On the 10th of Moharram, a day now known throughout the Islamic world as Ashura, the members of Husain’s parched party came out one by one to do battle, as was the custom at the time. They were valiant, but hopelessly outnumbered, and therefore each was killed in turn. All of Husain’s family was massacred in front of his eyes, even his six-month old son, Ali Asghar, who was pierced through the throat by an arrow from the renowned archer of Yazid’s army, Hurmula. After Husain’s teenage son Ali Akbar was killed, he is said to have proclaimed, “Now my back is broken.” But the last to die before him, was his beloved brother, Abbas, while trying desperately to break through Yazid’s ranks and bring water back from the Euphrates for Husain’s young daughter, Sakeena.

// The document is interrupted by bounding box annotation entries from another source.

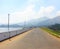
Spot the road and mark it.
[0,28,60,49]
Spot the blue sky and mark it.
[0,0,60,24]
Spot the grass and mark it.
[41,27,60,38]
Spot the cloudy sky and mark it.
[0,0,60,24]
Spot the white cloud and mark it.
[38,6,55,18]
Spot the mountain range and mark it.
[0,16,60,27]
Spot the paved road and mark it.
[0,28,60,49]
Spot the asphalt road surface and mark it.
[0,28,60,49]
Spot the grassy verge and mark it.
[41,27,60,38]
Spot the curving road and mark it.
[0,28,60,49]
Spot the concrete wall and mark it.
[0,28,31,41]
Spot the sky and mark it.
[0,0,60,24]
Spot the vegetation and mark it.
[42,24,60,38]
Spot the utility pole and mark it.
[8,14,10,40]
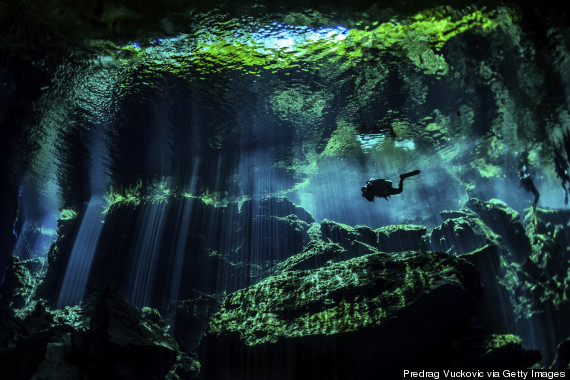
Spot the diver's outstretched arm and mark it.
[393,170,420,194]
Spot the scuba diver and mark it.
[360,170,420,202]
[519,153,540,207]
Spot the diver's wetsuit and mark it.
[360,170,420,202]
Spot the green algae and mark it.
[208,251,472,346]
[104,7,502,78]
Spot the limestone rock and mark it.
[551,338,570,369]
[375,224,427,252]
[199,251,481,379]
[321,219,378,256]
[450,334,541,370]
[272,240,362,274]
[83,289,178,379]
[172,294,219,352]
[430,217,502,254]
[465,198,531,257]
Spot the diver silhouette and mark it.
[360,170,420,202]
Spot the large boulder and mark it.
[74,289,178,379]
[199,251,481,379]
[321,219,378,252]
[375,224,428,252]
[430,217,502,254]
[272,239,376,274]
[464,198,531,258]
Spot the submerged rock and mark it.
[450,334,541,370]
[321,219,378,252]
[375,224,428,252]
[199,251,481,379]
[80,289,178,379]
[430,217,501,254]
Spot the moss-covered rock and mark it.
[464,198,531,258]
[199,251,481,379]
[80,289,178,379]
[321,219,378,252]
[430,217,502,254]
[272,240,360,274]
[450,334,541,370]
[375,224,427,252]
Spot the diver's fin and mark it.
[400,170,420,179]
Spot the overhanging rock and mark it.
[199,251,481,379]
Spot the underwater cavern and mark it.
[0,0,570,380]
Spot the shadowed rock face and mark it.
[200,251,481,378]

And then Husain himself was killed.
The followers of Ali (the Shia) said to themselves that they would never allow this horrific event to be forgotten, and that they would mourn Husain and his family’s murder forever, and for the last thirteen hundred years, they have lived up to this promise every year. This mourning has given rise to ritualistic displays of grief, which include flagellating oneself with one’s hands, with chains, with knives, etc. It can all seem quite strange, out of context, but remembrance of that terrible day at Kerbala has also given rise to some of the most sublime poetry ever written (a whole genre in Urdu, called Marsia, is devoted to evoking the events of Ashura), and some of us, religious or not, still draw inspiration from the principled bravery and sacrifice of Husain on that black day.
So… how does that set with you? All of this bloodshed over something that happened over 1300 years ago… not that’s it that simple but at the core this is where it started.
It reminds me of the Great Schism between the Roman Church and theGreek,Russian,Serbian… Orthodox Churches way back in the Middle Ages over points of religious practice.THey’re still at loggerheads even now over trivia compared to these guys.That was a very insightful article,well worth taking the time to read.